Unsustainable health care spending and the government system

The Canadian Institution for Health Information has released a study claiming that the steady increase in health spending is not due to the aging population demographics. Considering that government health care expenditure has been on average rising faster than GDP since 1975, I think that the CIHI is correct. After all the demographic time bomb hasn’t gone off yet, most boomers are still not in retirement. So why would expenditure be so high already?

The study’s explanation is that the increase spending is a political choice. Significant segments of the electorate demands improved services and political parties respond by promising increased spending. Again, without having examined the study closely, this makes intuitive sense to me. It is difficult to find any major provincial party that does not routinely promise spending increases that outpace GDP growth.

This serves as a good example of how demand operates in a government system compared to a market system.

In a market system if individuals want better service they pay for it out of their own pockets. Since the individual pays the cost they would balanced the increased spending with their other desires and needs. Providers of the services know this and they realize that they are competing for dollars. To succeed the providers would not price themselves so high that they chase away the customers. Thus in a market system there is a built in restraint on unsustainable growth in health care spending.

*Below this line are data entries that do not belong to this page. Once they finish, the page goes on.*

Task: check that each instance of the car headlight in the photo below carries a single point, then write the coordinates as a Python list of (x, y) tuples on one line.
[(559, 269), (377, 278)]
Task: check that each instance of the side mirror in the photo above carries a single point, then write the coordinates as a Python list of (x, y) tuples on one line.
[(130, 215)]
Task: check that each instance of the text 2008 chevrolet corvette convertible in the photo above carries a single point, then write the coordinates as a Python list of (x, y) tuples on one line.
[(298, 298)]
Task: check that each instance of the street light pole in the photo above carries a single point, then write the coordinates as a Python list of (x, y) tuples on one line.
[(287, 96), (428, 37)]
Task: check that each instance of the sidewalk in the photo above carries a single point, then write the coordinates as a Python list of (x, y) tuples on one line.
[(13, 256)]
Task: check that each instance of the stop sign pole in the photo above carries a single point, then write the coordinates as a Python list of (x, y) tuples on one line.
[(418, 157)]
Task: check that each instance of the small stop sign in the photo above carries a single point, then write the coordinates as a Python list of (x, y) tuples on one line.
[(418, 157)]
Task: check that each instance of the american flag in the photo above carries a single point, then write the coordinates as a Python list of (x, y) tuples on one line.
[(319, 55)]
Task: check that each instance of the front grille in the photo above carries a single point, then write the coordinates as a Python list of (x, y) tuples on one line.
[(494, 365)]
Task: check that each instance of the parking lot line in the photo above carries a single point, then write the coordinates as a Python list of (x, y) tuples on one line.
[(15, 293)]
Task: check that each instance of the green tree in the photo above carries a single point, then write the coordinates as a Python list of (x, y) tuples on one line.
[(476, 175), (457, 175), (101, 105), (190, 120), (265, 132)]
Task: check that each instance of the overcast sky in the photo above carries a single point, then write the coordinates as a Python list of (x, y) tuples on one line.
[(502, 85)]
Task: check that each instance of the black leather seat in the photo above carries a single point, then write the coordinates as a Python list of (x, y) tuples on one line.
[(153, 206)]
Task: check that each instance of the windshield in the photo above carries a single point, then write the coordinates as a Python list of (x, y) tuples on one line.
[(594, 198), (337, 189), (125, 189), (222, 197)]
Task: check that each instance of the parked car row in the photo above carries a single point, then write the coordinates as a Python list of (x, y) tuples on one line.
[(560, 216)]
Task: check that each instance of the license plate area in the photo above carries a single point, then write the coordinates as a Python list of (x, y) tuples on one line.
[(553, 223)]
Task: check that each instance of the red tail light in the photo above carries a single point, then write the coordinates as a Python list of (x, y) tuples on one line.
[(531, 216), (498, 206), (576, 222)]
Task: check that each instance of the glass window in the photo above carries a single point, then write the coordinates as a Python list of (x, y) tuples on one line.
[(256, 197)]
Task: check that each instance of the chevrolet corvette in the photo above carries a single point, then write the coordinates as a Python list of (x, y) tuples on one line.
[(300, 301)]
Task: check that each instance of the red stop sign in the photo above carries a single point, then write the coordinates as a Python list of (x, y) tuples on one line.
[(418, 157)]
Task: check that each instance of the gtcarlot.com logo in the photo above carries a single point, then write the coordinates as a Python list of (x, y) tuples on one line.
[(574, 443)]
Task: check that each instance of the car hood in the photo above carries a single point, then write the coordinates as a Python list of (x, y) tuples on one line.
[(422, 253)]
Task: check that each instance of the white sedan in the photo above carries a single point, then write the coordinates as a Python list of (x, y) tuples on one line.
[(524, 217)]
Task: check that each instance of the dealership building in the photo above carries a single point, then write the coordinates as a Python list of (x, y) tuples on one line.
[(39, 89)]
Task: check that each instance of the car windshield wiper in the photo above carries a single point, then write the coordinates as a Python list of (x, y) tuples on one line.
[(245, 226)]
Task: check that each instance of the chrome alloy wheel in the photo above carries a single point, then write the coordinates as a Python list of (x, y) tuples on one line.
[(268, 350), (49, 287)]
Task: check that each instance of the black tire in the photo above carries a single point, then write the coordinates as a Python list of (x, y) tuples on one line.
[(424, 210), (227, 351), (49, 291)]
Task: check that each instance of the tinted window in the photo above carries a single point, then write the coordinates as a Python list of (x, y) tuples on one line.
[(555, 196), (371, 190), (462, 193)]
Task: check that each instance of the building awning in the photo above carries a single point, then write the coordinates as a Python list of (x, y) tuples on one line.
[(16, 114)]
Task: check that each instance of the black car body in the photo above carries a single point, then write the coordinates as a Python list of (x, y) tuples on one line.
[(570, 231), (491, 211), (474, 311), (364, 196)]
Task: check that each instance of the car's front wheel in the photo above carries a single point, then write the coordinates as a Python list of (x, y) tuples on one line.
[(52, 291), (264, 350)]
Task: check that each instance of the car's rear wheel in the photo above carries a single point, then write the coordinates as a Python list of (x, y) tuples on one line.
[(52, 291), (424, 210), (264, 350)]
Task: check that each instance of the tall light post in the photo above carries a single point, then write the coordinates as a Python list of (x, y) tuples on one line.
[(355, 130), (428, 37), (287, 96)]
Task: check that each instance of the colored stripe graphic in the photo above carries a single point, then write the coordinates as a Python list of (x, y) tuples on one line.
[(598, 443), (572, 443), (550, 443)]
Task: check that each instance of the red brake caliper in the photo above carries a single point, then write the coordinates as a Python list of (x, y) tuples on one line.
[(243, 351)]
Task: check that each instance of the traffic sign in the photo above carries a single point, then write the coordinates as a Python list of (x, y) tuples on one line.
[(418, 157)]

In a government system individuals that want better service won’t be paying directly for it. Instead they will vote for politicians that will use tax dollars to pay for it. The cost would be spread out among not just those that want better service but to those who are either already satisfied or indifferent as well. Politicians would attempt to outbid each other in spending increases to secure the pro-health care increase segment of the electorate. Governments do have to balance priorities, just as an individual does, but the main incentive of political leaders is to win elections and often priority balancing takes a backseat to that. Thus money appears to be unlimited and there is no natural restraint on unsustainable growth in health care spending.

Of course money isn’t unlimited and eventually governments do become bankrupt, but usually the politicians who have caused the problem are safely retired by the time it becomes an issue. There is a clear agency problem in entrusting health care spending to politicians who are making decisions that are based on their own needs not the general public’s wellbeing. The only true solution to the unsustainable spending in health care is take it out of the hands of politicians and put it into the hands of consumers.